演奏会場での老害マナー違反

12月になると、日本独特の風潮でベートーベンの「第九」交響曲が国内のそこかしこのホールで鳴り響くようになって50年以上になるそうです。

本年11月8日のことですので、いささか旧聞(?)になりますが、サントリーホールでの東京都交響楽団都響)・ブラームスの夕べ・バイオリン協奏曲と第4交響曲定期演奏会での出来事です。当日の独奏は台湾のレイ・チェンという天才青年演奏家で、数年前のノーベル賞受賞記念コンサートでの出会いからの親交もあることから、日本が誇る「iPS」山中伸弥教授ご夫妻も臨席するコンサートでした。

山中教授ご夫妻がごく自然に入場、中央の席に着くや否や、目ざとく見つけた老人達が無遠慮にもサインと記念撮影をし始めたのです。コンサート会場、それもサントリーホール、これから演奏会がまさに始まるというときの出来事です。

若者達ではなく、わたくし同様の60代は超えた禿げ頭の爺や婆達が、知り合いでもない初対面の山中教授に親しげに声をかけサインと併せて記念撮影をおねだりする様子と雰囲気を想像してみてください。奇しくも、教授ご夫妻の席と通路を挟んですぐ側の席でしたから、下品な言動をつぶさに目撃(だけでなくスマホでの撮影をも頼まれました・勿論言下に拒絶)体験いたしました。

かなり以前に、あの長嶋監督ご夫妻が同じサントリーホールでのコンサートに臨まれていたことがありましたが、誰一人、プライベートの音楽会鑑賞を邪魔するような無粋な真似をするような者はおりませんでした。
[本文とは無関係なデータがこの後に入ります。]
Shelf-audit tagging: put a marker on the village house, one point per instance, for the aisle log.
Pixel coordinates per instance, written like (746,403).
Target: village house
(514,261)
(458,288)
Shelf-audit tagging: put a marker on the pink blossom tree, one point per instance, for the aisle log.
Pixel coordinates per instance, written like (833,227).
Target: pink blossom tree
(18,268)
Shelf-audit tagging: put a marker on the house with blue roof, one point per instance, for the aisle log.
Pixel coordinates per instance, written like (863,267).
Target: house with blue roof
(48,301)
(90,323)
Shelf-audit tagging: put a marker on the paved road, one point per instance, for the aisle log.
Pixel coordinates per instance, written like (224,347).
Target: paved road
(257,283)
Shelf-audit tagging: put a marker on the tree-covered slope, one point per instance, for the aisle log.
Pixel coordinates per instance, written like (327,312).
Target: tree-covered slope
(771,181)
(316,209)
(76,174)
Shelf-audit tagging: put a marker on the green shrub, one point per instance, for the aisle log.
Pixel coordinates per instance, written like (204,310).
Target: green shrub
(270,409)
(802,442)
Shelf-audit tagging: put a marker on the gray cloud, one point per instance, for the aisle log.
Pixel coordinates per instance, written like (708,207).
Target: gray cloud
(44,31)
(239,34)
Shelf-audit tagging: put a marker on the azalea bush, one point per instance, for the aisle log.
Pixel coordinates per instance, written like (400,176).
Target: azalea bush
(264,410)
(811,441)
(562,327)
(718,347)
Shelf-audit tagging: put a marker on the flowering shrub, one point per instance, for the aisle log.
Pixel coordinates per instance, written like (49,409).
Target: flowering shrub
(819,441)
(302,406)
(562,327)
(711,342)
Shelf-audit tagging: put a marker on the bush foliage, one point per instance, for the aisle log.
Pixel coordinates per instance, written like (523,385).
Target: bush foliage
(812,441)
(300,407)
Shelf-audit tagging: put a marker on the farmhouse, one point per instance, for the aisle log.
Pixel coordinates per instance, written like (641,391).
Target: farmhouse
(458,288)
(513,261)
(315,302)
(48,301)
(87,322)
最近の老害のマナー違反は社会現象なのでしょうか、電車内でもそうなのですが、若者達のほうが遥かに演奏会マナーに適っております。演奏中に、指揮の真似事のごとき身体の揺すりは勿論のこと、プログラムやパンフレットを読み漁ったりの傍若無人さ・無粋さは老人達に目立ちます。団塊世代の大量高齢化時代が過ぎ行く中、ますますもって老害パワーの盛んなこと。70年代その昔、全共闘・スチュウデントパワーの再来で、あちこちの演奏会場が団塊世代老害マナー違反の騒音で埋め尽くされ、クラシック演奏を鑑賞する環境には程遠いものとなっている現況に異議ありです!